The grindstones were estimated to be around 5,500 years old. Analysis unveiled that the cereals were not being pulverized on the grinding stones. The mineral plant remains (phytoliths) and starch grains showed no signs of being grounded.

The starch grain remains that were being consumed by the then-population were further identified to be associated with wild plants by experts. However, they have yet to figure out which exact plants were eaten by the farmers. "We have not identified the plants the starch grains originate from. We have merely ruled out the most obvious candidates – namely the cereals found at the settlement, which were not ground, as well as various collected species, including hazelnuts," stated archaeobotanist, Dr. Welmoed Out, from Moesgaard Museum, according to Earth.

The location of Denmark in Europe (left above), the location of Frydenlund in Denmark (left below), and the main structures at Frydenlund: Funnel Beaker structures A and B that functioned as houses during phase a and as burial monuments during phase b. 1 = palisade (phase b), 2 = facade (phase b), 3 = Bronze Age burial mound that explains partial disturbance of structure B (Image Source: )
The location of Denmark in Europe (left above), the location of Frydenlund in Denmark (left below), and the main structures at Frydenlund (Image Source: Vegetation History and Archaeobotany)

Experts also did not find any trace of markings that occur in grinding stones after they are used to ground materials. This discovery cleared it to the researchers that the grinding stones were not paired with cereals to produce any food item. Senior researcher, Dr. Niels H. Andersen, who co-led the study, believes the grindstones could have been struck with stone pestles. This technique was used 500 years later by human civilization to make gruel or porridge from grains. This assertion made the study claim that the first farmers of Northern Europe had gruel as their staple diet, along with items like berries, nuts, roots, and meat.

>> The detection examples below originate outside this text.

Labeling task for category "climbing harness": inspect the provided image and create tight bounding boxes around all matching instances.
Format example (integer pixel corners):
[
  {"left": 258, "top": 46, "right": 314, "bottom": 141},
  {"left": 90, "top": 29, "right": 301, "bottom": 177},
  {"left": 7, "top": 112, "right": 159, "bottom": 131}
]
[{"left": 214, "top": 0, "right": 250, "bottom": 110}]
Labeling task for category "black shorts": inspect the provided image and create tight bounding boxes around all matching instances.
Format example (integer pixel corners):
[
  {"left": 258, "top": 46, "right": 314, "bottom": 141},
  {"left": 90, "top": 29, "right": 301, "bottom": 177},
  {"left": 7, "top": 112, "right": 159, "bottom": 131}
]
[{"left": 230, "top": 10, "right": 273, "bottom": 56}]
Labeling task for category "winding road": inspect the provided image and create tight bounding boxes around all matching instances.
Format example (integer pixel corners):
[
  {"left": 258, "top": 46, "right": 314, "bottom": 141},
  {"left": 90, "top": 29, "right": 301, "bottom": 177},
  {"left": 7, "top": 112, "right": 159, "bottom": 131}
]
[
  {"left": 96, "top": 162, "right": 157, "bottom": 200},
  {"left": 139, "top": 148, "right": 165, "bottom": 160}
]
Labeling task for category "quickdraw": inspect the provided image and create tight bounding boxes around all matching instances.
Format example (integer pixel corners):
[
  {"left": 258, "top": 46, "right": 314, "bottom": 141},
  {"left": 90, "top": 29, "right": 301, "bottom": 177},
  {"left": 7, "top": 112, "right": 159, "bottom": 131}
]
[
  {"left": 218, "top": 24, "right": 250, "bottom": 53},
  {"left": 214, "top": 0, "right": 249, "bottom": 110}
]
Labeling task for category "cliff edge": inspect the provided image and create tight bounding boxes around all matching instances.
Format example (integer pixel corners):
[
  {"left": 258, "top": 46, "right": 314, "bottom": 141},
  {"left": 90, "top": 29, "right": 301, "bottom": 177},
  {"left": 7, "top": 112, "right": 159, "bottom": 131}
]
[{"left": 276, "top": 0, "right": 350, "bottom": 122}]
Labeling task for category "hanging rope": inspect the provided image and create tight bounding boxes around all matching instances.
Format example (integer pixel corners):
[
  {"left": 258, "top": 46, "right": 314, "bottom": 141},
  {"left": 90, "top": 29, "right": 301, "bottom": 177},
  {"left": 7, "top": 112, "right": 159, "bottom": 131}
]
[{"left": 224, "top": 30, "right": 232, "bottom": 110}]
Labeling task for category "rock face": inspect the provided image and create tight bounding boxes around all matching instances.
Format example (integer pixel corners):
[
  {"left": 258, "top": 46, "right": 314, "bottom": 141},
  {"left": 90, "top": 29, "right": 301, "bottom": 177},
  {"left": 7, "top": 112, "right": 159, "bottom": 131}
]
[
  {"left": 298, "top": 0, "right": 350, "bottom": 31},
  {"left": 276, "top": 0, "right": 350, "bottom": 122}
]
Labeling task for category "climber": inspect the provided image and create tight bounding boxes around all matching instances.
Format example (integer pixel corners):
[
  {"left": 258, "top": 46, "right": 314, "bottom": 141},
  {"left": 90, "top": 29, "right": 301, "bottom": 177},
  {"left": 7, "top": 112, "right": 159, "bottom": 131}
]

Furthermore, the team thinks that the gruel was accompanied by water. Though many experts have speculated that beer came into existence in the Bronze Age and was used among civilizations, there is little physical evidence to back this claim. Researchers want to conduct more analysis before applying these findings to the entire human population in the Bronze Age. "This study only involves one settlement. While it supports other findings from the Funnel Beaker Culture, we cannot rule out the possibility of different results emerging when this method is applied to finds from other excavations," Andersen explained.